Director Derek Wright says the company and some of its customers have been testing selective media for the past four years to ensure that what they sell will stand up well to both thermal and the more expensive cold laminating, before making the decision to distribute it.
“We now firmly recommend all the media we sell to our clients and are so confident in it that we are prepared to offer a guarantee because we know that what we sell will serve the end purpose well,” he says.
The company is offering a range of rapid dry papers from the USA which can be thermally laminated with non-specialist thermal films at a fraction of the cost of five years ago.
Paclam is now the exclusive supplier of the American Digikote based films, developed in the 90s with the ability to coat at low temperatures. This film has established a proven UV stability over a 12-year period.
It is also selling Ilford’s range of imaging system media and films from nanoporous ‘instant dry’ papers for thermal and piezo output through to extreme media which are built for speed with no trade-offs.
Paclam’s newest media range that it has introduced to New Zealand is from Belgium-based Multifix, a European market leader in this field.

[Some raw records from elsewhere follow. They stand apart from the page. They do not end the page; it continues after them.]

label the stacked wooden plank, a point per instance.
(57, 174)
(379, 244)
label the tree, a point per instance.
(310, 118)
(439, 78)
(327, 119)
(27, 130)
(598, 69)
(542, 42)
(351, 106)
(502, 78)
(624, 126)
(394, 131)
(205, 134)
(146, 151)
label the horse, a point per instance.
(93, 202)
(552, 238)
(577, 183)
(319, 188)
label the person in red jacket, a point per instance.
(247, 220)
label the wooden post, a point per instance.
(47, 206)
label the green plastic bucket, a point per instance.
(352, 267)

The range includes the Polymeric vinyls up to two metres wide which are soft and highly conformable to irregular surfaces. These have proven to be a great success when printed with eco-solvent machines such as the Roland Soljet 11 for vehicle graphics or application to pre-made PVC banner cloth. Top grades have a seven-year outdoor durability, while mid range performance of two to three year vinyls compete directly in price with non-proven brands from the USA and Asia, Wright says.
In addition to the media available under the Paclam brand, the company is also introducing new finishing solutions which have been developed over the past 25 years on trialing and production at the company’s Penrose-based facility.
The first hardware product on offer is a bulk ink system for HP printers. The HP 5000/5500 bulk dye or pigment device has been trialed in Australia for the past 12 months, and in New Zealand for five months and Wright says it has come through fault free.
“This device literally halves the cost of ink consumption with no adverse effects on the base machine components. We’re offering a simple 30-minute installation absolutely free of charge in the Auckland area or a do-it-yourself pictorial manual that is easy to follow,” he says.